Scott has the tiger by the tail with the Plasma 5. Its Plasma 3, and now the Plasma 5, were just great, great framesets, and still are. All the hard work has been done. Scott now has to simply embroider this terrific frameset – no, it's more than a frameset, it's a frame system, or a bike chassis – with everything that completes this bike. They have the right bike, and the right pro athletes aboard it. Because we're a year into this bike model, one assumes that any new-model issues have been ironed out, and we're ready (one assumes) for a trickle-down in price that normally attends frames in their second, third and fourth model years.

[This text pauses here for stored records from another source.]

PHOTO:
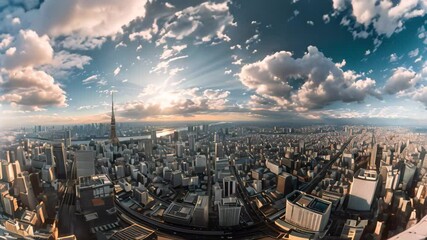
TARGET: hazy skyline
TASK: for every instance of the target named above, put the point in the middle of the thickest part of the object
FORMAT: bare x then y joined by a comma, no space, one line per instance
230,60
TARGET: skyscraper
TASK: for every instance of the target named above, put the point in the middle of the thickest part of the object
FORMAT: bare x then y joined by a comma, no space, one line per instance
60,160
229,212
85,162
113,135
362,191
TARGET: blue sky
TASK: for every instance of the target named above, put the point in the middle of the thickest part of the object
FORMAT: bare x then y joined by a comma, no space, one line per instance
295,61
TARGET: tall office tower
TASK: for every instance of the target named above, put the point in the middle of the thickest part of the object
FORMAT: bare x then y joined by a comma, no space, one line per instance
67,138
179,149
284,183
375,158
200,163
24,189
307,212
229,212
229,186
220,165
20,156
392,178
219,150
7,172
175,136
113,135
154,136
49,156
301,145
192,143
216,137
353,229
408,175
85,163
362,190
60,160
10,203
201,212
96,197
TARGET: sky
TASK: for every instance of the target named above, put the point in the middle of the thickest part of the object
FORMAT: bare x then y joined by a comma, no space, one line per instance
299,61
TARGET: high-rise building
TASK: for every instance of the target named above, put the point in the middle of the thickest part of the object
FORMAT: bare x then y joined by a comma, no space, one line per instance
179,149
201,212
154,136
284,183
85,163
363,189
307,212
408,175
353,229
113,135
49,156
96,197
192,143
219,150
60,160
229,212
229,186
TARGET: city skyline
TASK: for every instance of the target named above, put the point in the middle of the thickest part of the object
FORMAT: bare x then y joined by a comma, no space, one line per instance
294,61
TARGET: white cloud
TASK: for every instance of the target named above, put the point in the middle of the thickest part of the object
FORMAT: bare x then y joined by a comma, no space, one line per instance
421,95
90,79
29,49
172,51
393,57
326,18
203,23
168,5
385,17
84,18
30,89
120,44
414,53
323,81
145,34
161,101
117,70
64,61
76,42
401,79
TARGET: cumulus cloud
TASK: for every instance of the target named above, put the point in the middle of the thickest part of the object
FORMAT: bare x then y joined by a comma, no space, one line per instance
76,42
323,82
90,79
177,102
117,70
64,61
385,17
84,18
29,49
30,89
172,51
203,23
401,79
413,53
421,95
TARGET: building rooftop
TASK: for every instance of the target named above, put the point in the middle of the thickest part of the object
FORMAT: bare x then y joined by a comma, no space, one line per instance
134,231
94,181
178,211
308,201
366,174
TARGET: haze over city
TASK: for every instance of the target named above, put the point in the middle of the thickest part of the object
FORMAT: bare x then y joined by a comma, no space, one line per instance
221,119
302,61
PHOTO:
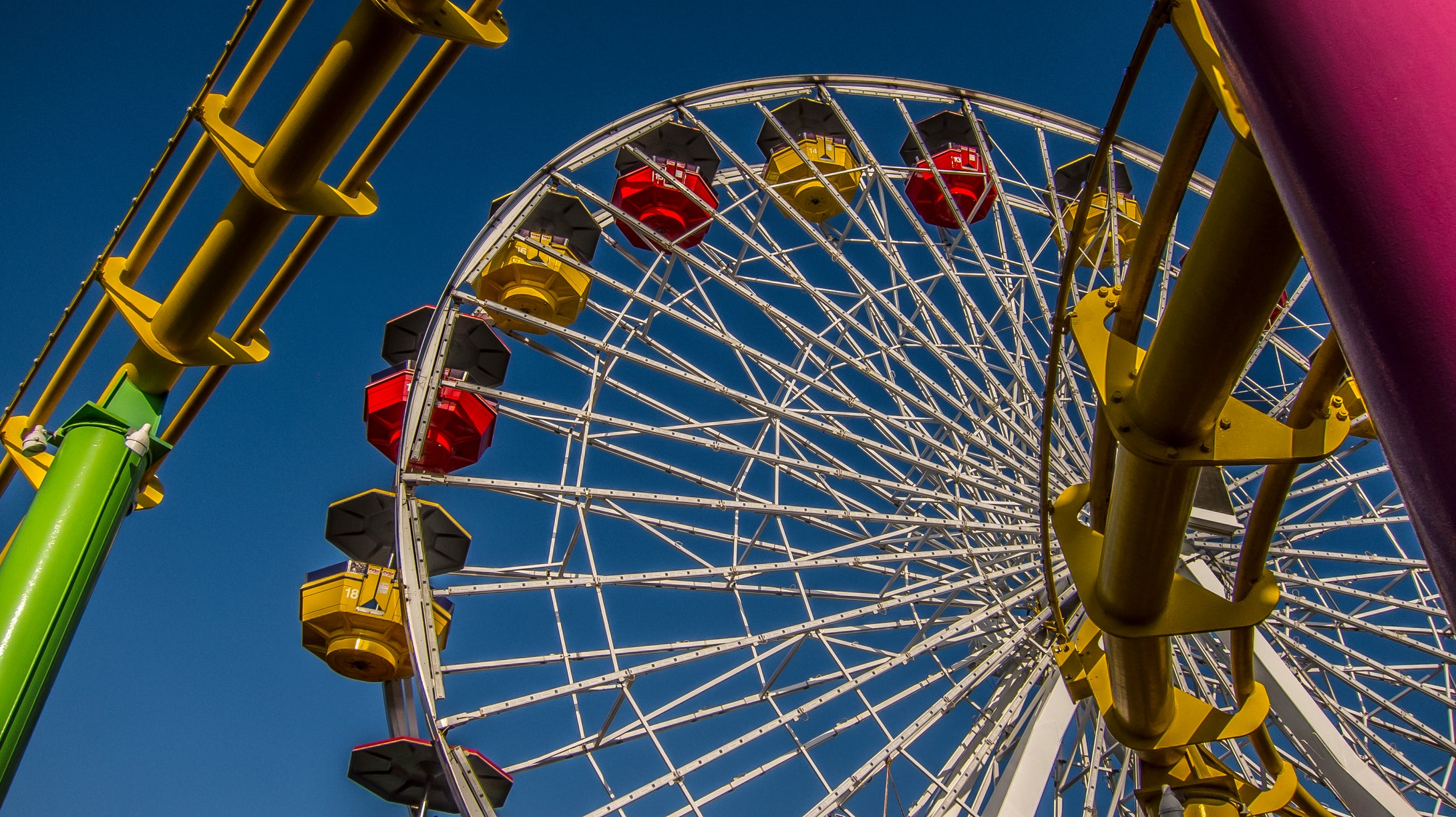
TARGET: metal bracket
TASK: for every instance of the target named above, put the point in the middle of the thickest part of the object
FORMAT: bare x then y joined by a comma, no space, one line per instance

Its needs are not product based. The product has been made. It's in how the bike is spec'd and priced. It's in how the reps are trained. It's in how the bike's size is measured, and it needs a fit system. Such systems are straightforward and they are not time-consuming to construct.
Last week I wrote about Cannondale, and the Scott Plasma 5 is strikingly like the Slice RS of a couple of years ago in that the frame module was just spectacular. Each of these companies' frames were the fruit of European design and engineering. These European design teams were absolutely up to the task of engineering and building fast bikes, but they were caught off-guard by the lack of attention to how to sell these bikes through retail stores.
The Plasma 5 is a breakdown in process, and the process is that thing that happens between, "Hmm, I think a Plasma would look good in my garage," and that bike rolling out the front door of a retail store, pushed by its beaming new owner. Fortunately for Scott, the product is the hardest part to lick. Establishing a sales process is relatively easy. You just need to do it.